No pastor would ever want to but sometimes we can keep our people from learning God’s Word. Even with all the effort we put into trying to help them learn. There’s a better way than learning Greek!

Certainly pastors don’t mean to do it… and would probably feel terrible if they knew they were. Nevertheless they do. They unintentionally send signals that the most fruitful way into rich biblical insight is through the door of scholarship. Those signals come through the sprinklings of Greek and snippets of commentaries and scholarly quotes they use through the course of a sermon. Over time, the ordinary congregant subconsciously forms a couple of opinions:

  1. The pastor has much more time to study the Bible than I do, so he can get more out of it; and
  2. So much of what he teaches apparently requires knowing something about Greek, Hebrew, ancient traditions and cultures that he finds in big dictionaries and thick commentaries I can’t even afford much less understand.

 

Learning God’s Word Is Easier and Better Than Knowing Greek

Don’t get me wrong; I believe that the pastor’s study time should include scholarly effort in the Word of God. But scholarship is not the portal into meaningful interaction with God’s Word. God’s invitation is. His Spirit waits eagerly for us to simply open the pages to meet him there.

Then once inside, as if standing in a great hall, we are surrounded by doors leading into various chambers holding the promise of wonderful discoveries. Scholarship is one of those chambers. But there are many others that offer just as much opportunity for spiritual insight as gathering Greek and harvesting Hebrew words and phrases.

All my life as a pastor I have been committed to demonstrate this amazing fact. I have used, identified and now through the Fresh Eyes series am passing on techniques for fruitful Bible study that anybody can understand and practice without being a Bible scholar—and with just as much benefit to themselves and others.

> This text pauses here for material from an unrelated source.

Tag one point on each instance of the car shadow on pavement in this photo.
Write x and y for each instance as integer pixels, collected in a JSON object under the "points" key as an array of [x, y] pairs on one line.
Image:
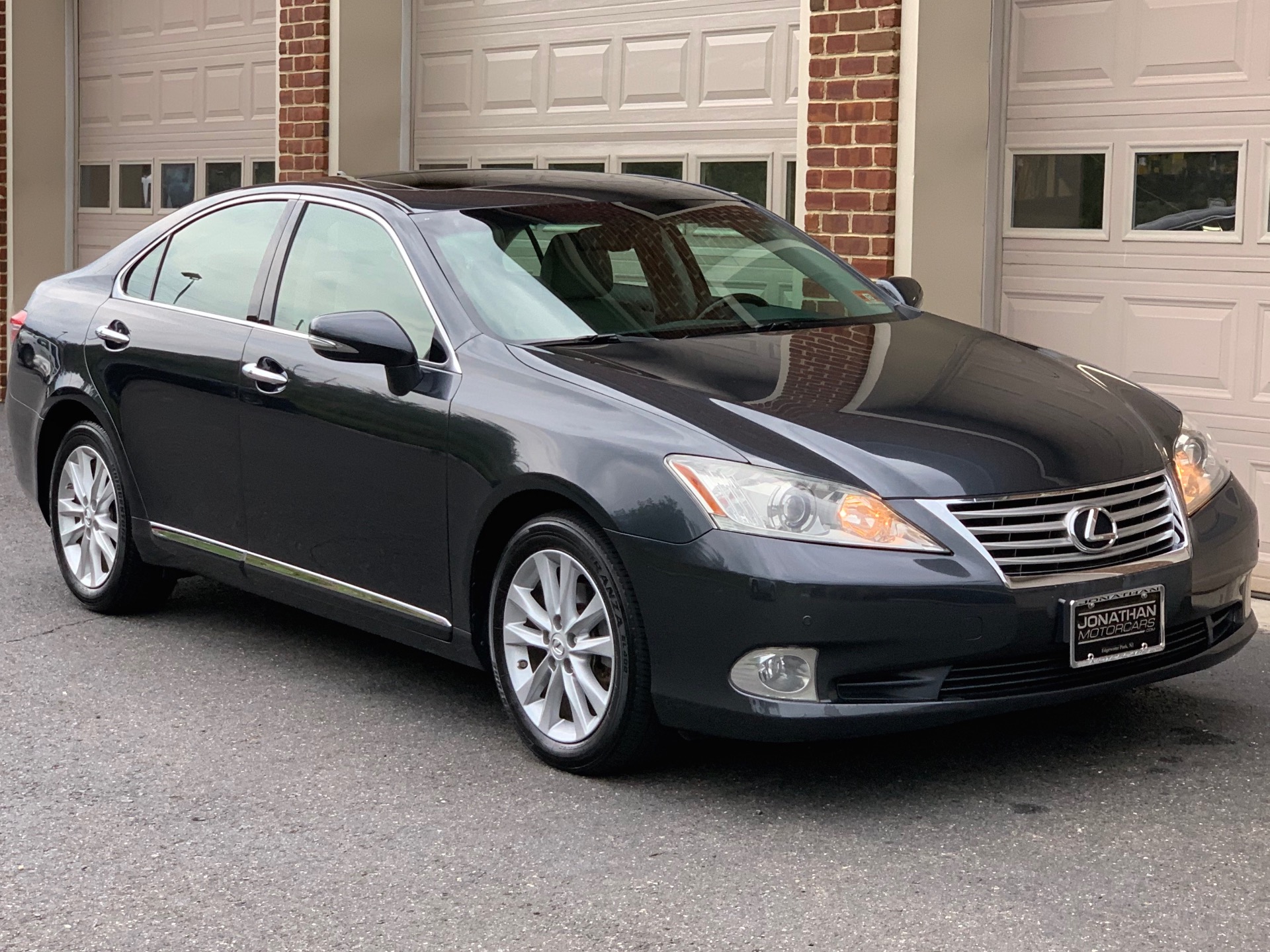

Using “Conjunction Function” for Learning God’s Word

For example, productive Bible study often involves something as simple as treating grammatical conjunctions like speed bumps that cause us to slow down in our reading and ask about the conjunction’s function. Doing that will often correct the way we have gotten used to reading a familiar passage. I demonstrate that in the chapter called “The Flannelgraph Soldier” in Fresh Eyes on Famous Bible Sayings. In Ephesians 6:13-17 the Apostle Paul uses the imagery of a Roman soldier preparing for battle by dressing in battle gear he calls the “full armor of God”: breastplate, belt, shoes, helmet, shield and sword. Very familiar. But it is the common habit to end with verse 17, “Take the helmet of salvation and the sword of the Spirit, which is the word of God” as if that’s where Paul ends his point. As a result, we are left with the impression that this “battle preparation” is the prerequisite to heading out into the world to face our spiritual foe who “doth seek to work us woe” as Martin Luther penned.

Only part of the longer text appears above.